3. Don’t underestimate the importance of connection
One-on-one connection between leaders and employees was critical to those working at home. But being remote meant leaders had to work harder than usual to keep that connection established and employees responded positively. Our survey participants reported appreciating knowing that their leader was thinking about them, valuing what they were doing, and caring about how they were faring in general. This took effort on the part of the leader and included actions like paying attention to what employees were saying or not saying in meetings, commenting publicly on their contributions and being attentive listeners -- not easy tasks on Zoom! It also meant following up offline with each employee. Don’t stop these efforts when you get face-to-face again with your team.

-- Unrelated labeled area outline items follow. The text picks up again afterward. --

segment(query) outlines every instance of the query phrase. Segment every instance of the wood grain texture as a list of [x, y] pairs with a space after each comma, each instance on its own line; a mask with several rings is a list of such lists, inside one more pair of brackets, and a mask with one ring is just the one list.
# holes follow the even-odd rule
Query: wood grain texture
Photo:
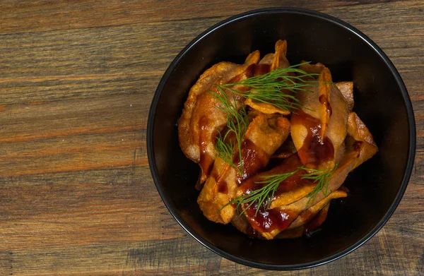
[[[230, 16], [296, 6], [352, 24], [394, 62], [413, 101], [417, 152], [383, 229], [329, 264], [236, 264], [175, 221], [146, 150], [150, 103], [191, 40]], [[0, 275], [424, 274], [423, 1], [0, 2]]]

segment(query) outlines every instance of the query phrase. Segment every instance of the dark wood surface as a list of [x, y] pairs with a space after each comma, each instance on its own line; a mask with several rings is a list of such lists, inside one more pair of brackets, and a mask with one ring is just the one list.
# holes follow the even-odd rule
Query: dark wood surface
[[[0, 275], [267, 275], [197, 243], [163, 203], [146, 128], [162, 74], [191, 40], [249, 10], [297, 6], [379, 44], [408, 88], [415, 167], [396, 211], [364, 246], [279, 275], [424, 273], [424, 1], [0, 2]], [[282, 250], [284, 250], [282, 248]]]

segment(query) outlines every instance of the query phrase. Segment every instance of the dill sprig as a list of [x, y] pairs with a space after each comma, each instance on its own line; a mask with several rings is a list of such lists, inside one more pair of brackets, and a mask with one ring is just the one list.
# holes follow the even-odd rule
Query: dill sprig
[[[309, 198], [306, 205], [307, 208], [310, 205], [310, 203], [313, 203], [314, 201], [315, 201], [315, 198], [317, 198], [317, 196], [319, 192], [322, 191], [324, 196], [328, 196], [329, 183], [331, 176], [334, 172], [336, 172], [337, 166], [338, 166], [338, 163], [336, 164], [333, 167], [326, 169], [307, 169], [302, 167], [302, 169], [309, 171], [309, 173], [305, 174], [302, 178], [305, 179], [311, 179], [317, 183], [317, 186], [314, 189], [306, 196]], [[325, 191], [324, 191], [324, 189]]]
[[[219, 133], [216, 138], [215, 148], [218, 152], [218, 156], [220, 157], [225, 163], [234, 167], [238, 171], [240, 176], [243, 174], [243, 162], [242, 159], [242, 143], [245, 137], [245, 133], [247, 126], [249, 125], [249, 118], [247, 112], [244, 106], [237, 109], [235, 99], [231, 95], [231, 98], [227, 93], [220, 88], [218, 88], [218, 92], [210, 91], [212, 97], [219, 102], [222, 106], [217, 106], [219, 110], [225, 113], [227, 116], [227, 128], [228, 131], [223, 136]], [[234, 133], [235, 140], [230, 138]], [[237, 166], [233, 162], [233, 153], [237, 148], [239, 155], [240, 163]]]
[[[312, 92], [308, 88], [315, 85], [314, 83], [315, 81], [311, 82], [308, 79], [319, 74], [308, 73], [298, 68], [308, 63], [293, 65], [287, 68], [278, 68], [264, 75], [248, 78], [240, 82], [215, 85], [215, 86], [247, 99], [293, 112], [303, 106], [295, 96], [285, 93], [282, 90], [288, 90], [293, 93], [299, 91]], [[294, 76], [290, 75], [292, 73]], [[238, 90], [233, 88], [235, 85], [247, 87], [249, 90]]]
[[280, 184], [284, 180], [285, 180], [288, 177], [295, 174], [298, 170], [299, 169], [297, 169], [296, 171], [288, 172], [285, 174], [273, 174], [261, 176], [265, 180], [264, 180], [263, 181], [259, 181], [255, 183], [259, 184], [265, 184], [265, 186], [264, 186], [261, 188], [252, 191], [249, 193], [233, 199], [228, 203], [225, 204], [222, 208], [224, 208], [225, 206], [230, 204], [237, 203], [236, 209], [238, 210], [239, 208], [242, 207], [243, 205], [249, 204], [249, 205], [247, 205], [247, 207], [245, 208], [239, 214], [240, 215], [242, 215], [247, 209], [249, 209], [252, 205], [254, 205], [257, 201], [258, 205], [256, 212], [254, 214], [256, 217], [259, 209], [261, 208], [262, 205], [264, 205], [266, 200], [268, 200], [266, 209], [269, 208], [269, 205], [271, 205], [271, 200], [273, 198], [274, 193], [276, 191], [277, 191], [277, 189], [278, 188], [278, 186], [280, 186]]
[[250, 207], [252, 207], [252, 205], [253, 205], [255, 203], [257, 202], [257, 210], [254, 215], [256, 217], [259, 210], [266, 201], [267, 205], [266, 206], [265, 206], [265, 208], [269, 208], [269, 207], [271, 206], [271, 202], [273, 199], [274, 194], [278, 188], [278, 186], [280, 186], [281, 182], [285, 180], [288, 177], [294, 175], [300, 170], [309, 171], [308, 173], [306, 173], [302, 175], [302, 179], [311, 179], [313, 180], [314, 183], [317, 183], [317, 186], [314, 188], [314, 189], [306, 196], [307, 197], [310, 198], [307, 204], [307, 206], [308, 206], [310, 202], [313, 203], [318, 193], [323, 191], [324, 189], [325, 189], [325, 191], [323, 191], [322, 192], [326, 196], [328, 196], [329, 182], [331, 176], [336, 171], [337, 166], [338, 164], [336, 164], [332, 168], [326, 169], [307, 169], [304, 167], [299, 167], [294, 171], [287, 172], [285, 174], [278, 174], [261, 176], [264, 180], [262, 181], [255, 183], [265, 184], [265, 186], [257, 190], [250, 191], [249, 193], [246, 193], [243, 196], [240, 196], [237, 198], [235, 198], [232, 200], [230, 201], [228, 203], [225, 204], [221, 208], [221, 210], [227, 205], [233, 203], [237, 203], [237, 210], [238, 210], [239, 208], [242, 207], [245, 204], [249, 204], [247, 207], [244, 208], [242, 211], [239, 214], [240, 215], [241, 215], [246, 211], [246, 210], [249, 209]]

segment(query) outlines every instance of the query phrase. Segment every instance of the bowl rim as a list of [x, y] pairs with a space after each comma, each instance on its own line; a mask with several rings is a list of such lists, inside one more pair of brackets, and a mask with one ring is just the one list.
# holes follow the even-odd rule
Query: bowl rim
[[[156, 107], [158, 104], [159, 98], [165, 86], [165, 84], [167, 81], [170, 76], [172, 72], [174, 71], [175, 67], [179, 64], [182, 58], [186, 54], [186, 53], [190, 50], [192, 47], [193, 47], [195, 44], [196, 44], [200, 40], [201, 40], [204, 37], [208, 36], [211, 32], [216, 31], [216, 30], [223, 28], [223, 26], [230, 24], [233, 22], [243, 20], [249, 17], [254, 17], [260, 14], [266, 14], [266, 13], [298, 13], [302, 14], [307, 16], [312, 16], [319, 18], [319, 19], [329, 21], [331, 23], [334, 23], [338, 25], [339, 27], [341, 27], [347, 30], [350, 31], [353, 35], [359, 37], [362, 40], [365, 42], [367, 43], [369, 46], [370, 46], [374, 51], [380, 56], [382, 59], [384, 61], [386, 65], [389, 67], [390, 71], [393, 74], [396, 82], [400, 88], [401, 92], [402, 94], [402, 97], [404, 98], [404, 101], [405, 102], [406, 113], [408, 116], [408, 123], [409, 126], [409, 149], [408, 152], [408, 161], [406, 163], [405, 174], [402, 179], [401, 184], [399, 187], [399, 189], [397, 192], [397, 194], [395, 197], [395, 200], [391, 205], [390, 208], [384, 214], [384, 217], [380, 220], [380, 221], [377, 224], [377, 225], [371, 229], [367, 234], [364, 235], [361, 239], [360, 239], [358, 241], [352, 244], [351, 246], [341, 250], [331, 256], [319, 259], [314, 261], [310, 261], [303, 263], [295, 264], [295, 265], [271, 265], [262, 263], [255, 261], [252, 261], [249, 260], [244, 259], [240, 257], [237, 257], [232, 256], [225, 251], [218, 248], [214, 245], [211, 244], [208, 241], [207, 241], [202, 236], [196, 234], [194, 231], [193, 231], [189, 226], [185, 222], [185, 221], [181, 217], [177, 212], [175, 210], [175, 207], [172, 203], [170, 199], [165, 194], [165, 191], [162, 188], [160, 184], [160, 180], [157, 172], [157, 168], [155, 162], [155, 157], [153, 151], [153, 124], [155, 120], [155, 115], [156, 112]], [[149, 163], [149, 167], [151, 169], [151, 172], [152, 174], [152, 177], [153, 179], [153, 182], [156, 186], [156, 188], [164, 202], [166, 208], [168, 209], [169, 212], [174, 217], [175, 220], [181, 225], [181, 227], [192, 236], [194, 239], [199, 241], [201, 244], [211, 250], [211, 251], [217, 253], [218, 255], [224, 257], [228, 260], [235, 261], [236, 263], [249, 265], [251, 267], [261, 268], [261, 269], [267, 269], [267, 270], [299, 270], [299, 269], [305, 269], [314, 268], [318, 265], [324, 265], [326, 263], [330, 263], [331, 261], [336, 260], [341, 257], [346, 256], [347, 254], [353, 252], [365, 242], [367, 242], [370, 239], [371, 239], [377, 232], [378, 232], [380, 229], [386, 224], [386, 222], [389, 220], [390, 217], [394, 212], [396, 207], [399, 204], [404, 193], [405, 193], [405, 190], [408, 186], [408, 183], [409, 181], [409, 179], [411, 177], [411, 174], [412, 172], [412, 169], [413, 167], [414, 159], [415, 159], [415, 153], [416, 153], [416, 123], [415, 118], [413, 114], [413, 109], [412, 107], [412, 104], [411, 102], [411, 99], [409, 98], [409, 95], [408, 94], [406, 88], [404, 81], [399, 73], [398, 71], [396, 69], [393, 63], [390, 61], [389, 57], [384, 54], [384, 52], [375, 44], [372, 40], [371, 40], [367, 36], [360, 32], [359, 30], [356, 29], [353, 26], [350, 24], [336, 18], [334, 16], [329, 16], [325, 13], [322, 13], [315, 11], [311, 11], [305, 8], [288, 8], [288, 7], [277, 7], [277, 8], [259, 8], [252, 10], [249, 11], [247, 11], [245, 13], [239, 13], [235, 16], [231, 16], [225, 20], [223, 20], [212, 27], [208, 28], [194, 39], [193, 39], [181, 52], [177, 55], [177, 56], [174, 59], [174, 60], [171, 62], [167, 69], [163, 74], [163, 76], [160, 79], [158, 85], [158, 88], [155, 92], [152, 103], [151, 105], [151, 108], [149, 110], [148, 118], [148, 124], [147, 124], [147, 154], [148, 159]]]

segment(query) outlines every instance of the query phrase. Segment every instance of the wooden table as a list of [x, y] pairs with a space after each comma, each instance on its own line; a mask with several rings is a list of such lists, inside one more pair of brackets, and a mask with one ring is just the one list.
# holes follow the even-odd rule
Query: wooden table
[[156, 85], [187, 43], [276, 6], [367, 35], [404, 78], [418, 128], [408, 189], [384, 227], [346, 257], [287, 275], [423, 275], [424, 1], [207, 3], [0, 2], [0, 275], [272, 274], [216, 255], [179, 226], [153, 183], [146, 128]]

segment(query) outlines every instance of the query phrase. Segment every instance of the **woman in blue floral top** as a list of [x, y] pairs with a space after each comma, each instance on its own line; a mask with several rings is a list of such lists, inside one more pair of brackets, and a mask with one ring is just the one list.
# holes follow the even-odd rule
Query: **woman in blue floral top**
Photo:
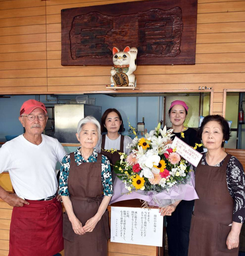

4. Be intentional about creating effective workplace practices
Finally, during the past year, leaders made extra efforts to create process and structure that encouraged communication and collaboration in their remote environments. Running meetings, whether online or in person, so that people feel included and heard, and looking for other ways to communicate and build a sense of team, such as walk and talk meetings or coffee dates, help to solidify this intention. Establishing policies about what is expected when employees return to the workplace will help avoid confusion and frustration. Be curious in conversations with your employees and look for ways to get to know them better; don’t forget to share about yourself as well. Never take for granted how much you matter to the success of your team.